VarunBelagali98 commented 7 months ago

Hi Authors,

Thanks for the response. On instance loss issue, I was running with batch size of 16 on a single gpu. Currently I can fit a maximum batch size of 160 ( 4 gpus - 40 each). If possible, can you please suggest a suitable learning rate and iterations for small batch.

Thanks !

shvdiwnkozbw commented 7 months ago

Hi, for bath size 16x4 gpu, I recommend using the initial learning rate 1e-5. And you can first try freeze the DINO initialized ViT parameters and only tune the slot attention as well projection layers to see whether you can obtain the valid instances.

shvdiwnkozbw commented 7 months ago

We have updated a new version for more efficient training, and also attached the model weights trained with the new strategy.

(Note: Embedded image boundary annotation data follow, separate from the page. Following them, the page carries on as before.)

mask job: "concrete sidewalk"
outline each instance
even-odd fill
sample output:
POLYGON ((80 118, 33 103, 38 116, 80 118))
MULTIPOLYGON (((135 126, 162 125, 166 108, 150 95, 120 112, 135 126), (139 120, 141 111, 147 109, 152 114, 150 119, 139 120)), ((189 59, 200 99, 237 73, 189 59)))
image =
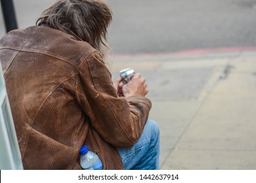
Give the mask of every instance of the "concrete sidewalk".
POLYGON ((147 79, 161 169, 256 169, 256 54, 114 58, 147 79))

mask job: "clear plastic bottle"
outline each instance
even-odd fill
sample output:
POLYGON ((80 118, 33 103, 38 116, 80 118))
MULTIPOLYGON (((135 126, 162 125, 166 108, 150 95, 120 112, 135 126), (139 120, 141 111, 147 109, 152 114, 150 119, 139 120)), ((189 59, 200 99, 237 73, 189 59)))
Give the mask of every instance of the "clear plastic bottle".
POLYGON ((84 170, 102 170, 103 169, 98 155, 90 151, 87 146, 83 146, 80 150, 80 165, 84 170))

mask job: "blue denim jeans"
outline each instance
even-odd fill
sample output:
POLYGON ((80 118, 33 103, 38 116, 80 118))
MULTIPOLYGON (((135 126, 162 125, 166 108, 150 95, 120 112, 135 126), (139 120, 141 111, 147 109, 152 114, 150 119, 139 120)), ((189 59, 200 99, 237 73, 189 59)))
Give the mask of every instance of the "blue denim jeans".
POLYGON ((117 148, 126 170, 158 170, 160 156, 160 130, 148 120, 143 133, 132 147, 117 148))

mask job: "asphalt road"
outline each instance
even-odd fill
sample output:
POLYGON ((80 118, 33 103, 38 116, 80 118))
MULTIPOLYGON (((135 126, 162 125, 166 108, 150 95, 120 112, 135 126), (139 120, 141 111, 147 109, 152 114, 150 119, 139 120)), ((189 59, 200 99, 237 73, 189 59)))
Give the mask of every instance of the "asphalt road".
MULTIPOLYGON (((20 27, 53 0, 14 0, 20 27)), ((106 0, 116 54, 256 46, 256 0, 106 0)), ((0 14, 0 36, 5 33, 0 14)))

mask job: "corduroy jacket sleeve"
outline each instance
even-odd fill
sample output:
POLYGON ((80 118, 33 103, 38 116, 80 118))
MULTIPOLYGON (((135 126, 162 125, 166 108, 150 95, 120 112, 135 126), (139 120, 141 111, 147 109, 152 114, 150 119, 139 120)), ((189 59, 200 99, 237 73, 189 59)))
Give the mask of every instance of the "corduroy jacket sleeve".
POLYGON ((95 129, 118 147, 131 146, 137 141, 151 108, 146 97, 117 95, 111 74, 97 52, 85 58, 79 68, 75 97, 95 129))

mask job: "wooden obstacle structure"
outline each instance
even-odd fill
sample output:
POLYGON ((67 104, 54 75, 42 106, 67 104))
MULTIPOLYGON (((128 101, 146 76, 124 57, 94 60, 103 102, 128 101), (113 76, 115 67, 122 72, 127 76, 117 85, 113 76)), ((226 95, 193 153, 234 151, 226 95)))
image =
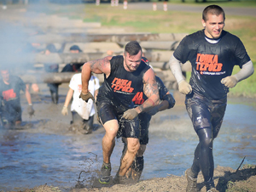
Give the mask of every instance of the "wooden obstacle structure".
MULTIPOLYGON (((143 49, 145 57, 149 60, 156 75, 160 76, 166 88, 176 89, 175 78, 169 69, 168 61, 179 42, 186 34, 183 33, 127 33, 122 29, 102 27, 100 23, 84 23, 81 20, 68 20, 57 16, 44 15, 44 19, 24 20, 27 31, 37 27, 38 31, 31 35, 27 41, 30 43, 40 44, 45 48, 47 44, 53 43, 61 50, 57 54, 45 55, 42 53, 34 54, 29 63, 38 70, 44 69, 45 64, 58 64, 64 66, 69 63, 84 63, 107 56, 108 50, 113 55, 122 54, 124 47, 130 41, 137 41, 143 49), (48 20, 49 22, 45 22, 48 20), (59 25, 56 25, 58 23, 59 25), (83 51, 79 54, 69 53, 69 48, 78 45, 83 51)), ((42 17, 40 17, 42 18, 42 17)), ((183 65, 183 71, 191 71, 190 65, 183 65)), ((37 73, 25 74, 21 78, 26 82, 56 82, 67 83, 74 73, 45 73, 44 70, 37 73), (33 77, 34 76, 34 77, 33 77)), ((100 82, 103 76, 96 75, 100 82)))

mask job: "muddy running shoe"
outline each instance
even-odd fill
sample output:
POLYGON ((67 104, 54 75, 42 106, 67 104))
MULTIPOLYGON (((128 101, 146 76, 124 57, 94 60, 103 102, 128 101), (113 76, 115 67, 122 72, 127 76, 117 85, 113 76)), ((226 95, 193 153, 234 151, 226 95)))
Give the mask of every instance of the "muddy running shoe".
POLYGON ((110 182, 110 174, 111 164, 103 162, 101 168, 101 178, 99 178, 99 182, 102 184, 108 184, 110 182))
POLYGON ((211 188, 211 189, 207 190, 207 192, 219 192, 215 188, 211 188))
POLYGON ((114 177, 113 183, 115 184, 131 184, 132 181, 130 178, 127 178, 125 175, 124 176, 119 176, 119 172, 118 172, 114 177))
POLYGON ((186 189, 186 192, 198 192, 198 189, 196 188, 197 184, 197 178, 194 178, 191 176, 191 169, 187 169, 185 172, 186 178, 188 181, 188 185, 186 189))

arunos728 commented 7 months ago

Thanks for your detailed answer. I'll re-train the model and evalulate it as soon as possible. BTW, there is a weird thing on the updated label propagation result. I've tested both ImageNet pretrained ViT and the uploaded pretrained SMTC model. I've checked the pretrained SMTC model reaching 65.2 J&F, but ImageNet pretrained ViT reaching 65.9 J&F which outperformed SMTC model. Could you explain why this happens?